A majority of the 55 tax breaks that died on December 31, 2013, may have received new life.
The Senate Finance Committee on Thursday voted to revive about 50 of the tax breaks, which would provide benefits for auto-racing tracks, wind energy, multinational corporations, Hollywood, schoolteachers, Puerto Rican rum producers, college tuition, and more,Reutersand Bloomberg Businessweek reported.
The tax breaks were included in a two-year, $85 million legislative package known as the “extenders,” so named because they need to be renewed regularly. They will next go to the full Senate for consideration. The House Ways and Means Committee is expected to vote on its own extenders package next week, according to Reuters.
On April 1, new Senate Finance Committee Chairman Ron Wyden (D-OR) unveiled a marked-up bill – the Expiring Provisions Improvement Reform and Efficiency (EXPIRE) Act of 2014 – that would revise most of the provisions currently in limbo. As Ken Berry noted in his article for AccountingWEB earlier today, tax breaks are typically extended closer to the beginning of the new year, but retroactive extensions have been approved in the past.
If approved by Congress, the tax breaks would be extended through December 31, 2015, Bloomberg reported.
“Many of these extenders are well-intentioned and ought to be permanent. Their stop-and-go nature obviously contributes to the lack of certainty and predictability America needs to create more family wage jobs. It doesn’t have to be this way,” Wyden said during his opening remarks this morning.
He also reiterated comments he made earlier this week that this will be the last tax extenders bill the finance panel takes up as long as he is chairman.
“That’s why the bill is called the EXPIRE Act. It is meant to expire,” he added.
The chairman wants to end the extenders process as part of a broad overhaul of the tax code, but he noted this morning, “[W]e need to balance short-term needs with long-term goals, and the bill before us today does that.”
“After President Reagan signed the 1986 tax reform act into law, there were only 14 provisions that carried expiration dates, and we’ve got a lot of work to do to fix the tax code,” Wyden said. “So when the committee put this package together, we said no to some things and reformed others. I hope we can all get on the same page today and be sparing with amendments.”

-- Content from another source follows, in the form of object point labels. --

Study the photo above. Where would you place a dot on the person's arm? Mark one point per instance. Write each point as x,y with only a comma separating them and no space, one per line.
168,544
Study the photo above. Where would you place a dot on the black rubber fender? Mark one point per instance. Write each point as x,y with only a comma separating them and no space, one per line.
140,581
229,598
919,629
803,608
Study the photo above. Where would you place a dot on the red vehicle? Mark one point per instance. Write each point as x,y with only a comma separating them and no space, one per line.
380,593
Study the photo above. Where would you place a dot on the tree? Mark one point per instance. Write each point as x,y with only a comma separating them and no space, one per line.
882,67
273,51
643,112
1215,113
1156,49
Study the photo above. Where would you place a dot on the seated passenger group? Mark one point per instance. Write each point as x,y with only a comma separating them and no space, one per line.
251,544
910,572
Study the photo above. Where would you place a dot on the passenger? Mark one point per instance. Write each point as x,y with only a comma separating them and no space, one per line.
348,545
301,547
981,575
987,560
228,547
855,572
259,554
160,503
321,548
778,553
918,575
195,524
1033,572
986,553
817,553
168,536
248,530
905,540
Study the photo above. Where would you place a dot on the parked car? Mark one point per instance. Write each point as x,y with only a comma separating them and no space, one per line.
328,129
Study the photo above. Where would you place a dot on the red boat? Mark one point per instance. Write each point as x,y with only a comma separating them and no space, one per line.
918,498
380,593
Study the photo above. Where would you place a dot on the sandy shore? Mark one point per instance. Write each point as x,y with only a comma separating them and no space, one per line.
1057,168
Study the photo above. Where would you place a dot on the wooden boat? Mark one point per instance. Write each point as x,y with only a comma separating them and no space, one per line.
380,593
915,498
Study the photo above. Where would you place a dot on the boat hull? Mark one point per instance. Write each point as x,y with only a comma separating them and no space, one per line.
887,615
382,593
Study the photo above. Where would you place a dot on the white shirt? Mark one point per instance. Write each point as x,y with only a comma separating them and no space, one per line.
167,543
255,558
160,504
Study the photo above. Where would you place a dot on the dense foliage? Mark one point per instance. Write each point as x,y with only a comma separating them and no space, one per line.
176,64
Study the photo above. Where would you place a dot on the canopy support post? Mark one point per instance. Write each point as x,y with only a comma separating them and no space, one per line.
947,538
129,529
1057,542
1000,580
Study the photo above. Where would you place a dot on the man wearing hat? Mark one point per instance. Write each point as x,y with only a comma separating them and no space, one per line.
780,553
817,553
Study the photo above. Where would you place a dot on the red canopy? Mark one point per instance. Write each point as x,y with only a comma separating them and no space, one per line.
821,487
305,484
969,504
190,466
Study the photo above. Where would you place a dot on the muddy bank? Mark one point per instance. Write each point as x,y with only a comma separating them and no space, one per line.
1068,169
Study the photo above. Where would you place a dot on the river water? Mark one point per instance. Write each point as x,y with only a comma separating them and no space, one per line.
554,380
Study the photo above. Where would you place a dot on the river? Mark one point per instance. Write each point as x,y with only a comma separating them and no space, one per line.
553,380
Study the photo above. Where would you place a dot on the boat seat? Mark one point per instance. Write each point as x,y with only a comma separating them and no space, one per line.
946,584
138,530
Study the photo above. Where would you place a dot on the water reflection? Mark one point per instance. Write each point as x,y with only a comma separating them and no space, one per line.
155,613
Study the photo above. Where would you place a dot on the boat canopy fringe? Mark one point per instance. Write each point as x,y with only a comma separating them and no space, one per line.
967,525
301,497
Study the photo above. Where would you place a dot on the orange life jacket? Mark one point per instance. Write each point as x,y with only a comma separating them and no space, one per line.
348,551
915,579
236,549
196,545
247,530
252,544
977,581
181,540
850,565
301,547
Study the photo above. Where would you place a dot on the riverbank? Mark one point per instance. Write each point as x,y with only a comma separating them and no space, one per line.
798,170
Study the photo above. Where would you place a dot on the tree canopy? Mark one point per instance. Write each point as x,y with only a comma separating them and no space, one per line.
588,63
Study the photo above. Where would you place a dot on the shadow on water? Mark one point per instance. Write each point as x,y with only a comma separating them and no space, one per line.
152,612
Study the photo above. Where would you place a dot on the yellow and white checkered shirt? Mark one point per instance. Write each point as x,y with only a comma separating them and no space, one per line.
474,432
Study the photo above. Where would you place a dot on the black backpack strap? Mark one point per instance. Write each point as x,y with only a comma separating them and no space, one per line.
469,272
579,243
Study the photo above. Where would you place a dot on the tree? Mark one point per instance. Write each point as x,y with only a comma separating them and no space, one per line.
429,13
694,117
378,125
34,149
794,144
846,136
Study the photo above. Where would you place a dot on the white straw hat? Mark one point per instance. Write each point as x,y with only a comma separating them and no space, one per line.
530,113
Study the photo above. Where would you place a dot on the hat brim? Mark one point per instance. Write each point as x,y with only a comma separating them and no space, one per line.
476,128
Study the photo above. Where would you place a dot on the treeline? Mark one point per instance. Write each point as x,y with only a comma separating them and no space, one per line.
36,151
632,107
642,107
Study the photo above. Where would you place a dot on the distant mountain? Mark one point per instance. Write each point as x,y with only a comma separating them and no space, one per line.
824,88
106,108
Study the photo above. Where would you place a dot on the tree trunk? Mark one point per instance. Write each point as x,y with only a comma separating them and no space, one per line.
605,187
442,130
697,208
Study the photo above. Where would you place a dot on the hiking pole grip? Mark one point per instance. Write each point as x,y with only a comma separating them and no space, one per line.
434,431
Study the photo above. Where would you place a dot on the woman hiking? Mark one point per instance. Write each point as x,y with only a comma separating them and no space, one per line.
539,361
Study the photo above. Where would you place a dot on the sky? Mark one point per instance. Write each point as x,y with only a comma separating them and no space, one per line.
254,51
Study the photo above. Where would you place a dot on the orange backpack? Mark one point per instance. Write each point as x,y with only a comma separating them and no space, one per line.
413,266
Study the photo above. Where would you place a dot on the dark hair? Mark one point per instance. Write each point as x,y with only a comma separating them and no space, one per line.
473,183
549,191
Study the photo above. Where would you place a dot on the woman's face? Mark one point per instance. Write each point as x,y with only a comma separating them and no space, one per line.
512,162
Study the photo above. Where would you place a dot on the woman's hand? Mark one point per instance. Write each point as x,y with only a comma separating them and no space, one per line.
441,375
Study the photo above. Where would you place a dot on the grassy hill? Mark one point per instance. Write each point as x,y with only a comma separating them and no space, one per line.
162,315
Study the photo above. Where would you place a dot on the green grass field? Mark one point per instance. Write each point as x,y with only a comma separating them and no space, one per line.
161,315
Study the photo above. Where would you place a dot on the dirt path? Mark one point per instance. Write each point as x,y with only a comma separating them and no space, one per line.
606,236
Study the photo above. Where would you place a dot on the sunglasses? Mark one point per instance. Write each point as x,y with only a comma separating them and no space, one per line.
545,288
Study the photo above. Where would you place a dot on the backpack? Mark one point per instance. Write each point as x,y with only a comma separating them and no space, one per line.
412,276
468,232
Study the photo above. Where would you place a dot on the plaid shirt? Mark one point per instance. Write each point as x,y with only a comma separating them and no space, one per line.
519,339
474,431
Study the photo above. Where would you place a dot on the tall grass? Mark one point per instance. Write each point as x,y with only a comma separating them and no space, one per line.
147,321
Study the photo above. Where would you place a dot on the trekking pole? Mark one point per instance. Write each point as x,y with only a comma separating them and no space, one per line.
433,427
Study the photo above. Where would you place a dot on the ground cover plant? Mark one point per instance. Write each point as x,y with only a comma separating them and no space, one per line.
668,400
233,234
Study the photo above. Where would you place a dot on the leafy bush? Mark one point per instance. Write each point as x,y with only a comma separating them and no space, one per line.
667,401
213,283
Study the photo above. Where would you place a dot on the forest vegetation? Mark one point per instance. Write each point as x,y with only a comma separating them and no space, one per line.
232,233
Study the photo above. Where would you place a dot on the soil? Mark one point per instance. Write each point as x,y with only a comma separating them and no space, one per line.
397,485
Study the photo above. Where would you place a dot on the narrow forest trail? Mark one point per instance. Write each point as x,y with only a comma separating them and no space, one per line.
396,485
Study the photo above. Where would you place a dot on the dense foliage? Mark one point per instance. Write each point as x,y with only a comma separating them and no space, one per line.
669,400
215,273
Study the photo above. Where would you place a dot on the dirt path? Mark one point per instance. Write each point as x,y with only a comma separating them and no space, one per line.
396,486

According to Reuters, the approved package includes a tax break used by big companies to avoid corporate income tax on capital transfers between offshore units, known as the “look-through rule.” Wyden had excluded this in his original bill, but it was put back.
Tax breaks for wind-energy production and auto-racing tracks were also added back to Wyden's legislation. Other tax breaks that were renewed included ones for teacher supply costs, mortgage insurance costs, railroad track maintenance, bonus depreciation for businesses, and business research and development.
The committee also approved two amendments to help small businesses. Senators voted to allow small businesses to get the research and development tax credit when they are incurring losses. Additionally, the committee approved inflation protection for certain small business tax breaks, Reuters reported.
In a statement following the committee’s vote, Randall Stephenson, chairman and CEO of AT&T, said the bill’s two-year commitment to the tax extenders is “a bridge to meaningful comprehensive tax reform that provides the certainty needed to drive investment and job creation in the United States.”
“The successful markup of this bipartisan bill, which, importantly, includes the extension of accelerated bonus depreciation, gives us the confidence to begin moving forward with the deployment of fiber to additional US cities,” he added. “Obviously, our investment in major fiber deployments to additional US cities will create jobs and provide a significant boost to local economies. We expect the bill will spur similar investment decisions by other US companies.”
According to Bloomberg, one item that wasn’t included in the package is a tax credit for making energy-efficient appliances, a break that benefits General Electric Co. and Whirlpool Corp.
Democrats also voted to prevent Republicans from considering an amendment to delay the excise tax on medical devices for two years. Wyden, who said he shares Republicans’ concerns about the tax, said it was outside the scope of the measure, Bloomberg reported.